FLSM for Monitoring of Therapy

Upon initial FLSM examination, BCC sites showed characteristic atypia of basal keratinocytes with loss of cell-to-cell demarcation, tumor nesting, and nuclear pleomorphism [Fig. 8a ]. Similar evaluations following localized Imiquimod application showed spongiosis and an inflammatory infiltrate seen as multiple, round to oval structures with bright appearance. At three weeks into treatment, FLSM illustrated an inhomogenous appearance of pleomorphic basal cells and atypical keratinocytes remained.
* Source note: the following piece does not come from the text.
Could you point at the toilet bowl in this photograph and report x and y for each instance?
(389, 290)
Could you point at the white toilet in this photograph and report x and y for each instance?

Residual atypia, nuclear pleomorphism, and a scarce inflammatory infiltrate can be observed. [Fig. 8b]. At 8 and $12\text{weeks}$ after initiation of therapy, a normalization of epidermal architecture can be observed by FLSM in selected treatment sites, and residual atypia and nuclear pleomorphism was still detectable in others [Fig. 8c].

Fig. 8

Example of FLSM for noninvasive monitoring of treatment response in BCC. Panel (a) corresponds to FLSM image of superficial BCC obtained at the level of the spinous layer prior to treatment with Imiquimod. Increased brightness is associated with architectural disruption, loss of clear cell-to-cell demarcation, and irregular staining of nuclei; fluorescein accumulation indicates nuclear atypia and cellular polymorphism (black arrows). Brightness in lower-right corner relates to the image artifact. Panel (b) corresponds to FLSM image obtained three weeks after the start of treatment. Inhomogeneous appearance of pleomorphic spinous keratinocytes (white arrows) remains. Panel (c) was imaged eight weeks posttreatment. The characteristic honeycombed pattern of the epidermis corresponds to increased normalization of epidermal architecture and homogeneous staining relates to improved cell-to-cell demarcation. Images resolved in gray scale; $\mathrm{FOV}=250\times 250\mu \mathrm{m}$ . (scale bar, $50\mu \mathrm{m}$ ).